İngiliz'ler "I am waiting" diyor. Arap'lar "Ene fi antizar" diyor. Biz Türkler "bekliyorum" diyoruz. Elbette başka dillerde başka söylenişi vardır, bu durumun.
Evet, "beklemek" bir durum, bir haldir. Yoksa bir durum değil de, bir fiil mi? İnsan beklerken her vakit hareketsiz kalacak değil ya. Beklemek, yerine göre bir durum, yerine göre bir fiildir.
Beklemek derken bir insanın bir yerde durması anlaşıldığı gibi, dışarıdan gelecek birinin beklenmesi de anlaşılmaktadır. Ayrıca, birini gözetleme de anlaşılıyor. Zaten, beklemenin Arapça’daki karşılığına baktığımızda, “nzr” kökünden türetildiği görülüyor. İntizar ve Nazar, aynı kökten gelmektedir. Nazar, bakmak ve gözetlemek manasındadır.
Esasında “beklemek” derken bütün bunlardan daha farklı olarak “felsefi bir düşünce” geliştirmenin daha önemli olduğuna inanıyorum. Yani, beklemek derken durumun kendisi ya da kelimenin dilbilgisi önemli değildir. Bunlardan daha önemli olan beklemek üzerine "felsefi düşünce" sergilemektir.
Beklemek sözcüğü üzerinden hareketle yola çıkıp felsefi bir bakışta bulunsam, penceremden neler çıkar karşıma, zihnimden neler geçer acaba?
Zihin jimnastiği yapmak gerekir. Bu yazıda, işte onu deneyeceğim.
Beklemek, beklemek, beklemek.
Neyi bekliyoruz ki? Neden bekliyoruz ki? Hayat zaten baştanbaşa beklemek değil mi? Hayatın kendisi bir beklemek olduğu için aradaki beklemeler için başka bir isim, başka bir tanımlama gerekli değil mi?
Hayatın kendisi beklemek derken kastım şudur: “Burası bir hedef yer ya da son menzil değildir. Burası ara menzildir.
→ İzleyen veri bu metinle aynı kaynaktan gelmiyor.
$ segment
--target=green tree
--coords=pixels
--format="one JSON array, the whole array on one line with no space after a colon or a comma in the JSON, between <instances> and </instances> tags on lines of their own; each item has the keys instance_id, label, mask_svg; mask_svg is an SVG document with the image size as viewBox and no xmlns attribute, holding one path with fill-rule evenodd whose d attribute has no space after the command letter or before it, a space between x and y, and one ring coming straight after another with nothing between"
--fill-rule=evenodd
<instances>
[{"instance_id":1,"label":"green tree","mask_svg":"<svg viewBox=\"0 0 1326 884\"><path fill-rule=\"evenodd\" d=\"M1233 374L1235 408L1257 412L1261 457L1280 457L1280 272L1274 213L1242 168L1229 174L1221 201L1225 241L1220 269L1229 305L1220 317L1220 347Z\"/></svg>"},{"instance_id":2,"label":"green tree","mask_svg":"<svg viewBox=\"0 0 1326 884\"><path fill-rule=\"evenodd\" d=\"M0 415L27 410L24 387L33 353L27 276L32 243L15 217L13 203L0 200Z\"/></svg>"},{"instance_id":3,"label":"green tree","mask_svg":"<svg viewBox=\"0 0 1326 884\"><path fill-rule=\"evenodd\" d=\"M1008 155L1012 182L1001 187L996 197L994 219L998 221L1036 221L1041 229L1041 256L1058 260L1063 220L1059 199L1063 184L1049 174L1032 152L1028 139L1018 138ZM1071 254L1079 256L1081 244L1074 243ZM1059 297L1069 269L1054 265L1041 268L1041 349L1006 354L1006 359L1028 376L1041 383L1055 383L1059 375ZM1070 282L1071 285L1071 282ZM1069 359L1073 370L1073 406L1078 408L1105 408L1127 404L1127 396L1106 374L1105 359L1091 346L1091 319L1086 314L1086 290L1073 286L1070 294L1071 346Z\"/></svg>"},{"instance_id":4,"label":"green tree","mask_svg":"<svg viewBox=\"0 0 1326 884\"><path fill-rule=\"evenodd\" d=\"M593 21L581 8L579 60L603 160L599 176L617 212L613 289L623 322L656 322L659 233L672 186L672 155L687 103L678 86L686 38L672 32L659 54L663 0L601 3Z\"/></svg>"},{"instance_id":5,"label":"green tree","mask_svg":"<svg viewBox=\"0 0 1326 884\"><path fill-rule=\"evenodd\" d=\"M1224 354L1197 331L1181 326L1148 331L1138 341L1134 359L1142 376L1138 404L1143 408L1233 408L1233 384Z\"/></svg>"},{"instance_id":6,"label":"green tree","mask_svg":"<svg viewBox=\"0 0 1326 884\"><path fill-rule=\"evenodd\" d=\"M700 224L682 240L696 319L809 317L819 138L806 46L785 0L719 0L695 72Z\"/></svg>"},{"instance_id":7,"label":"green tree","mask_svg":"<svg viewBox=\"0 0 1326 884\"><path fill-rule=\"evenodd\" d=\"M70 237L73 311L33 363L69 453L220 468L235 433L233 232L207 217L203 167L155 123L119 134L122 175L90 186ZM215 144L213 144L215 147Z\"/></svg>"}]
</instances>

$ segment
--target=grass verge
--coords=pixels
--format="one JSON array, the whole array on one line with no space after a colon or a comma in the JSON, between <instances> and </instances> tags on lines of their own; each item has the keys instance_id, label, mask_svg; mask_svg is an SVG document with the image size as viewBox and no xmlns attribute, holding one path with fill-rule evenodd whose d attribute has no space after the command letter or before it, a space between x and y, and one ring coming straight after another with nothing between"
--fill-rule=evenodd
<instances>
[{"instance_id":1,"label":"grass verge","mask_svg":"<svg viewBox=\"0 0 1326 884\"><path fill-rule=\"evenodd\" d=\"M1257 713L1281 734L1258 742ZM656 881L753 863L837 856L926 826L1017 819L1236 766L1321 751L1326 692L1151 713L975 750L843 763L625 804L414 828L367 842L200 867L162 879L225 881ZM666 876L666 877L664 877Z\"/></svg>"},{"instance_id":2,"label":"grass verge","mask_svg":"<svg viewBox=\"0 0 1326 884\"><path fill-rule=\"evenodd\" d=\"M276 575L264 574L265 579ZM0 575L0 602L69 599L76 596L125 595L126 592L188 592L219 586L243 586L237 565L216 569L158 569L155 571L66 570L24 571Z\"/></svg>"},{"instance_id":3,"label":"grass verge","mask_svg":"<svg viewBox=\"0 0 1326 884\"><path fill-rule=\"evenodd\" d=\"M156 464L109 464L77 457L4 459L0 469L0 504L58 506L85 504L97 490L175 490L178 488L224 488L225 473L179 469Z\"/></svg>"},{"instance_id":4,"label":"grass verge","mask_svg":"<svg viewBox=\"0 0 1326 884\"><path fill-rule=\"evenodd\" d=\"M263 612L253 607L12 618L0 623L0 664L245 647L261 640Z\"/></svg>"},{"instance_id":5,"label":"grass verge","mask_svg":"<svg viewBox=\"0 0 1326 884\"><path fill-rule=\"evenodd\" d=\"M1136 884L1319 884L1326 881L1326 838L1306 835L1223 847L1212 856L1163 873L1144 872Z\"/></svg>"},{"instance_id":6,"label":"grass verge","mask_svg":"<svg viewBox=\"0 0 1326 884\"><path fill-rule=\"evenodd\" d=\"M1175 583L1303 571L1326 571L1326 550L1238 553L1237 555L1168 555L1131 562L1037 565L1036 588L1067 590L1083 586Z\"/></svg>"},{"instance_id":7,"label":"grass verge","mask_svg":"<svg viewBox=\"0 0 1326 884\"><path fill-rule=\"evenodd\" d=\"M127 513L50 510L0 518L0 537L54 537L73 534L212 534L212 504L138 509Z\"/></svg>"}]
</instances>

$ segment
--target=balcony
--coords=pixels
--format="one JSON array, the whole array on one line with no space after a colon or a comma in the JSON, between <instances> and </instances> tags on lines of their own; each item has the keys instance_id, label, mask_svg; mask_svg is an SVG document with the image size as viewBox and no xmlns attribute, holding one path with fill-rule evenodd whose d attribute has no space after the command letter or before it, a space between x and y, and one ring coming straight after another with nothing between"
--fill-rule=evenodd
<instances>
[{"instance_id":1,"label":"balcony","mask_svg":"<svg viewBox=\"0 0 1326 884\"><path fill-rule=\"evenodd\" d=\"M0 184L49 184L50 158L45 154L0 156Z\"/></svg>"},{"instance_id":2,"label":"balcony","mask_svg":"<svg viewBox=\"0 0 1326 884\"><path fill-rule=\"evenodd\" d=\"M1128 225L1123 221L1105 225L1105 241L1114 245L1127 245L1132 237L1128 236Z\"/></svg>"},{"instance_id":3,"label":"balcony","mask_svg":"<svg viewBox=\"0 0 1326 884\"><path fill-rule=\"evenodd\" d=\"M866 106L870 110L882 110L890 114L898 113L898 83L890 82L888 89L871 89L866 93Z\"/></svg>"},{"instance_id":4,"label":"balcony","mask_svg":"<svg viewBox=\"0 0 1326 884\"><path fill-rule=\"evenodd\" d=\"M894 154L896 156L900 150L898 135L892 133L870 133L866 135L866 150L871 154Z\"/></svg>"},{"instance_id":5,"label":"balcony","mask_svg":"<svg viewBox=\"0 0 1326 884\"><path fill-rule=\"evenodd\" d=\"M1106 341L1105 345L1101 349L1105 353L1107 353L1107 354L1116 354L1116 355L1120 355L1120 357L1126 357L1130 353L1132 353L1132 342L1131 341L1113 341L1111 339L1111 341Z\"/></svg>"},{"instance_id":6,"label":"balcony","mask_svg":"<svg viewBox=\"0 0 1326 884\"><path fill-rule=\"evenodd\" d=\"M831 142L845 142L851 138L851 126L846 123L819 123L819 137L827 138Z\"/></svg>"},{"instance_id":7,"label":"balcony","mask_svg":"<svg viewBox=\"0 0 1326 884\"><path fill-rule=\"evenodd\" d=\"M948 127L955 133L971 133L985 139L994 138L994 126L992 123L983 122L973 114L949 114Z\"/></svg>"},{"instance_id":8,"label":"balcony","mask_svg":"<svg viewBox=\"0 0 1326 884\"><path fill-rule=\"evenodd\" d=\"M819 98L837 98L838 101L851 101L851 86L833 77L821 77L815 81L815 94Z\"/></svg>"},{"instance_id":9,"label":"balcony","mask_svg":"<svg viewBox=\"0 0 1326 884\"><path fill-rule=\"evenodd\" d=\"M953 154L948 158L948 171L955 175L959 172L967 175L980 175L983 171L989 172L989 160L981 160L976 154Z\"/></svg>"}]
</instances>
Ara menziller de insanlar zaten beklerler.”
Bir şehirden yola çıkmışsın, bir başka şehre gidiyorsun. Ve otobüs yolculuğunda kaptan 30 dakika mola vermiş. Mecburen bekleyeceksin. Başka bir alternatifin var mıdır?
Tabi bu bekleme sırasında insan bazı hazırlıklar da yapmak zorundadır. İhtiyaçlarını gidermek zorundadır. Bekleme yerinde bir sonraki menzil için hazırlık yapmayan ve ihtiyaçlarını gidermeyen kişi rezil ve rüsvâ olur. Mola yerinde elbette insanlar dinlenirler. Ancak, bir sonraki menzil için de hazırlık yaparlar.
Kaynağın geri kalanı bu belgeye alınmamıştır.